Ever wondered what it's like to take orders from your brother and play in the shadow of your hero and one of your country's sporting legends?
Darren Bravo is a rapidly rising star for the West Indies and is in the team that opened their Champions Trophy campaign with a comfortable win over Pakistan.
Bravo was joined by team-mate Tino Best on Saturday's Cricket AM to reveal a few thoughts on the squad, what it takes to be a quick bowler and also the joy and pressure of being in a famous cricketing family.
Darren, aged 24, is the baby Bravo compared to half-brother and current Windies skipper Dwayne (five years older) and said: "Dwayne's a genuine leader and I look up to him and I respect him.
"I'm really happy for him and most of the guys on the team respect him. He's always given his all and it's great to have him as a brother and a role model and I just want to keep encouraging him to do his best."
There must be something in the water in Santa Cruz in Trinidad and Tobago where all the Bravos nurtured their cricket skills, as well as another Windies star Brian Lara who is Darren's cousin.
Lara, who retired from the international stage in 2007, said about Darren recently: "Driving through the village in Santa Cruz, I would stop and see him with one hand holding his shorts up and the other with a bat in it. There are some similarities between how he approaches his game and how I did. I am sure he will be a world class player."
Bravo added: "Every time I saw Brian in the newspaper I always cut it out and stick it on my bedroom wall. The wall was covered. I never used to look at any other batsman and every time I saw him play on TV I'd always pick up a bat and go outside to play. He's a role model and I look up to him a lot. I'm happy to know him and share a beautiful relationship with him."

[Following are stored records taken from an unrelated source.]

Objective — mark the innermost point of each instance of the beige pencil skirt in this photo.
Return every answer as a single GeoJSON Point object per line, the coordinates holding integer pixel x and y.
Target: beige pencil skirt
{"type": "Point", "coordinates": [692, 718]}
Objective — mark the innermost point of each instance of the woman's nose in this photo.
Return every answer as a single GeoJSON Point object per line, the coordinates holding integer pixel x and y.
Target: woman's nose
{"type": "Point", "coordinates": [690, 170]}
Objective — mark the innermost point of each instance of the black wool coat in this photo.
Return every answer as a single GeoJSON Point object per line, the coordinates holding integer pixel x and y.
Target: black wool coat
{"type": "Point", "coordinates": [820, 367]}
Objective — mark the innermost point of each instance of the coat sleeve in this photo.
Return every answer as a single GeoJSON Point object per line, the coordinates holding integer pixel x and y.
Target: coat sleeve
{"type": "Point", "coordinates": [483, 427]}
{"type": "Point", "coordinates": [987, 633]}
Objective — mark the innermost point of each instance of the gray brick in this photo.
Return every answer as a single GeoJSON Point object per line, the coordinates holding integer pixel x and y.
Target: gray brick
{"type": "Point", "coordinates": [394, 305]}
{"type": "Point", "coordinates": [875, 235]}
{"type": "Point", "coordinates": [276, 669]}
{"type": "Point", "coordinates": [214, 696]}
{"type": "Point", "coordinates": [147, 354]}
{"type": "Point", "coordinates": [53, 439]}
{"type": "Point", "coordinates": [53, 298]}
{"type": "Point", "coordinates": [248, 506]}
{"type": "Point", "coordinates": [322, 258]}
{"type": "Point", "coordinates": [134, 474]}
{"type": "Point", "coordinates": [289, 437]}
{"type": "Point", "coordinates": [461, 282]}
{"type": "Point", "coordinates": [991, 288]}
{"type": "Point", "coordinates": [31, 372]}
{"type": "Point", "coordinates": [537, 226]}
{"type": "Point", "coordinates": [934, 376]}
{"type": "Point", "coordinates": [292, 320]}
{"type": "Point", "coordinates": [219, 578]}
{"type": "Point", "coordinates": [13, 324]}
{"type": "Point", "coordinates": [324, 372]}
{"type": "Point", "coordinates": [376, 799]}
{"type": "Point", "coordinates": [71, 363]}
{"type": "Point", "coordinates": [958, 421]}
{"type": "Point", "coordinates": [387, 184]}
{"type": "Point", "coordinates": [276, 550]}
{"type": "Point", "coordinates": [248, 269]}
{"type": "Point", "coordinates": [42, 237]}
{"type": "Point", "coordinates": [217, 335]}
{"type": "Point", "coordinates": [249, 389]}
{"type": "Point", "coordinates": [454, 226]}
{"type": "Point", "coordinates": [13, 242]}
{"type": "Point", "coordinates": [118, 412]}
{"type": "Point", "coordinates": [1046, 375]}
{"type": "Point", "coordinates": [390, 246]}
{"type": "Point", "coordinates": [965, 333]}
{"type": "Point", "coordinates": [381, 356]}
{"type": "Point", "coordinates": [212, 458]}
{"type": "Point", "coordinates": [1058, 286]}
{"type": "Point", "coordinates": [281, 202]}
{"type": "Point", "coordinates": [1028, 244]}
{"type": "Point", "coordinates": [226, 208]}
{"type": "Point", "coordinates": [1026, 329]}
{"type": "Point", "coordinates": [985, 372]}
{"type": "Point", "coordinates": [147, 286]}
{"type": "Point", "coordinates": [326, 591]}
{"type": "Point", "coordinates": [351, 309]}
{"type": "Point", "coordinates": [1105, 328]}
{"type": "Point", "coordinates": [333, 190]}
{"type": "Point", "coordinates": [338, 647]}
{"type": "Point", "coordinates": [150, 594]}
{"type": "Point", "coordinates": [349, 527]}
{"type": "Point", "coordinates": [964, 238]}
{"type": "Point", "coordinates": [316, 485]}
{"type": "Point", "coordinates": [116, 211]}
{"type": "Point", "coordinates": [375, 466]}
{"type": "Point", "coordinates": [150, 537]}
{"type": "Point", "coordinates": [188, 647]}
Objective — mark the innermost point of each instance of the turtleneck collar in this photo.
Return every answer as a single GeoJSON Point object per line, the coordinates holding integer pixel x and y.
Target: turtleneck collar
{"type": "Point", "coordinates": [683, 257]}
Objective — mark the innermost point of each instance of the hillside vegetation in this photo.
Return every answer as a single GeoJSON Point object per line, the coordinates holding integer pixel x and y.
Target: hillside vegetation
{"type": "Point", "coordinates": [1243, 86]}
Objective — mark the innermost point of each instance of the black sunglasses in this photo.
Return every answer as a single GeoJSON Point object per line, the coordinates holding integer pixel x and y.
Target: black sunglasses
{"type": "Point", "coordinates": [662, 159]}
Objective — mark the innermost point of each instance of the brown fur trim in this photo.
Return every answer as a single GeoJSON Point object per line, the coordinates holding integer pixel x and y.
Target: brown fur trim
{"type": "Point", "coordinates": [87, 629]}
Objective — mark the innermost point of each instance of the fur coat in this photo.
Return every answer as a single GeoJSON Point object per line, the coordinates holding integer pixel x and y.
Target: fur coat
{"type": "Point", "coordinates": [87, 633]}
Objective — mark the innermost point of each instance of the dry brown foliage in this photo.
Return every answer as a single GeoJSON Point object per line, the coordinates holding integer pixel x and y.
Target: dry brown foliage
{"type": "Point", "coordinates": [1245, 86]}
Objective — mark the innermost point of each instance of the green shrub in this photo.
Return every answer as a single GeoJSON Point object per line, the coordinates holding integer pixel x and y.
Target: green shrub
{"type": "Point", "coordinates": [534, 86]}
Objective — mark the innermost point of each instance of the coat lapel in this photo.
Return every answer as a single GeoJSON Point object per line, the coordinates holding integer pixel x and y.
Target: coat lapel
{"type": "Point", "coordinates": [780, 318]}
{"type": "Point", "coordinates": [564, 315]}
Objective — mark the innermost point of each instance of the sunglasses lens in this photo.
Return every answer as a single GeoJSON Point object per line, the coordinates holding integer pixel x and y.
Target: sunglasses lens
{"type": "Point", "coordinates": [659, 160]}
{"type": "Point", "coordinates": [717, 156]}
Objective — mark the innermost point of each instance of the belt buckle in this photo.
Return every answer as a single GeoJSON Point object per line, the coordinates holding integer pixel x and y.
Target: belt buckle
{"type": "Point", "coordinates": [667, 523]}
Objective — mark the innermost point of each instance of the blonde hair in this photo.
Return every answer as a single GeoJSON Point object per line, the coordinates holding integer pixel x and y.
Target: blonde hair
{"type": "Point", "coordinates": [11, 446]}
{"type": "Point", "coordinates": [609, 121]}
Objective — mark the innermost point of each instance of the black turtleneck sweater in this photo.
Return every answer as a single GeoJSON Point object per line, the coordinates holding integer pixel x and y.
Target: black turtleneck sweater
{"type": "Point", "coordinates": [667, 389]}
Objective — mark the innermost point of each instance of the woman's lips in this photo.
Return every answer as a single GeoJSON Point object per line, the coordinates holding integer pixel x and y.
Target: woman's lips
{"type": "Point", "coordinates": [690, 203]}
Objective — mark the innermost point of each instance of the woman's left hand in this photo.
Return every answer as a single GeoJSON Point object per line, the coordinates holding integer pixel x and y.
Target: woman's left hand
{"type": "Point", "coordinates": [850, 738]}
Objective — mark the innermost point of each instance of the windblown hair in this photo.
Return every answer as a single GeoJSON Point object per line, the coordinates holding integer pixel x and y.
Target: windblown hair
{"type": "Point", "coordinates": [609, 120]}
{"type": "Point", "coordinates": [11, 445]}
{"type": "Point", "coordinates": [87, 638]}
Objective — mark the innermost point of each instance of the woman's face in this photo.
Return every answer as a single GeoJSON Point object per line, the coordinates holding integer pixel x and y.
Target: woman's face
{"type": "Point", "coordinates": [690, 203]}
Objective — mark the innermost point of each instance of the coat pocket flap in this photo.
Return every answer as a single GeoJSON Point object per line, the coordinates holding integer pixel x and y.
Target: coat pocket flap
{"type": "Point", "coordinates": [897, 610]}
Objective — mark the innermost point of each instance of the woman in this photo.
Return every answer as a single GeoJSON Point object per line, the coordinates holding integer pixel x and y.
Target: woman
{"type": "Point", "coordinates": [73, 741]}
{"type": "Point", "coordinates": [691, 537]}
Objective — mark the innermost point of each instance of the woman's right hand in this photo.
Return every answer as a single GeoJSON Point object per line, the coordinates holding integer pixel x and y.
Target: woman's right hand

While Darren grabs the headlines with the blade, it is the ball that makes Best an explosive and thrilling performer.
Tino, whose uncle Carlisle Best hooked his first scoring shot in Test cricket for six off Ian Botham in Jamaica in 1986, was asked by Sarah-Jane on Cricket AM what the secret was to fast bowling.
"I love bowling quick," the 31-year-old said. "It's all about desire. I love Test cricket more than anything. I like to bowl two innings and 15-16 overs a day.
"That's four spells a day and ice and hot baths at the end of a Test match. I feel 50 years-old at the end of the match but Test cricket tests your skills, temperament and your desire to bowl quick.
"People ask me if I do weights but it's all in the mind and how hungry you are and that's how you want to be remembered. I might not get 300 wickets but people will remember you for your heart and give it your all."